La caravana fue recibida en la normal rural de Tiripetio y llegó a las 10:00 horas a Morelia, justo a las afueras de Casa de gobierno, la cual se encontraba resguardada por policías antimotines ya que dentro, el gobernador del Estado Silvano Aureoles recibía a la Secretaria Rosario Robles en un evento.

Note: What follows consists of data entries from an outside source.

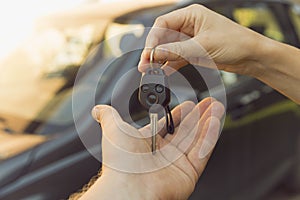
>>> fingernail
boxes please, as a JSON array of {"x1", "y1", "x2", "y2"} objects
[
  {"x1": 212, "y1": 102, "x2": 225, "y2": 115},
  {"x1": 91, "y1": 107, "x2": 100, "y2": 122},
  {"x1": 137, "y1": 60, "x2": 142, "y2": 72},
  {"x1": 199, "y1": 139, "x2": 215, "y2": 159},
  {"x1": 199, "y1": 118, "x2": 220, "y2": 159}
]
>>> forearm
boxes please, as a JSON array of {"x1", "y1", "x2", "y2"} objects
[{"x1": 248, "y1": 36, "x2": 300, "y2": 104}]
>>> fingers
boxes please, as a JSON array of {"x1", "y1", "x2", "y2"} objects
[
  {"x1": 195, "y1": 103, "x2": 224, "y2": 157},
  {"x1": 145, "y1": 7, "x2": 193, "y2": 48},
  {"x1": 139, "y1": 39, "x2": 201, "y2": 73},
  {"x1": 187, "y1": 117, "x2": 221, "y2": 176},
  {"x1": 166, "y1": 101, "x2": 195, "y2": 133},
  {"x1": 186, "y1": 106, "x2": 224, "y2": 176},
  {"x1": 177, "y1": 101, "x2": 225, "y2": 154},
  {"x1": 138, "y1": 4, "x2": 212, "y2": 73},
  {"x1": 198, "y1": 117, "x2": 221, "y2": 159},
  {"x1": 164, "y1": 97, "x2": 216, "y2": 144},
  {"x1": 139, "y1": 34, "x2": 216, "y2": 74},
  {"x1": 91, "y1": 105, "x2": 172, "y2": 173},
  {"x1": 92, "y1": 105, "x2": 148, "y2": 153},
  {"x1": 92, "y1": 105, "x2": 122, "y2": 126},
  {"x1": 138, "y1": 6, "x2": 195, "y2": 73},
  {"x1": 139, "y1": 101, "x2": 195, "y2": 138}
]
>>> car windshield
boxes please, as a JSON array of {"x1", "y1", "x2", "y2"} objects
[
  {"x1": 0, "y1": 24, "x2": 100, "y2": 159},
  {"x1": 0, "y1": 2, "x2": 176, "y2": 161},
  {"x1": 290, "y1": 4, "x2": 300, "y2": 41},
  {"x1": 0, "y1": 25, "x2": 96, "y2": 128}
]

Ahí se comenzaron a reunir estudiantes pertenecientes a las normales morelianas mientras esperaban el comienzo de la marcha.

En el lugar, Melitón Ortega, tio del estudiante desaparecido, Mauricio Ortega ofreció una entrevista “banquetera” para dar detalles sobre esta caravana, la cual está divida en tres partes en todo el país: “La idea es una marcha de denuncia, de seguir levantando la voz por la presentación con vida de los 43, por el cumplimiento de las líneas de investigación, que hasta la fecha no ha habido avance en ninguna: ni del ejército mexicano, en el 27o del batallón de iguala, ni del trasiego de droga de iguala a Chicago, así mismo la detención de policías municipales y federales, tampoco en los juzgados se ha dado solución” Así mismo, declara que es “con la idea de encontrar a las organizaciones civiles para seguir difundiendo como se encuentra el estado actual de la investigación; no hay ningún avance, además invitar a las organizaciones que participen en una sexta convención nacional para el 18 de marzo en la ciudad de México para analizar cómo seguir construyendo un referente nacional”.

A un lado de él, madres portaban pendones con los rostros de sus hijos, su nombre y edad. Paradas con firmeza y con cierto cansancio en su rostro. Después de la entrevista, ellos se colocaron al frente y encabezaron la marcha.
Con gritos y consignas caminaron lento por el libramiento hasta llegar a la Calzada Juárez, detrás de ellos estudiantes con grandes mantas completaban el contingente. Con gritos lentos y pasos igual, poco a poco se aceraban al centro histórico de Morelia.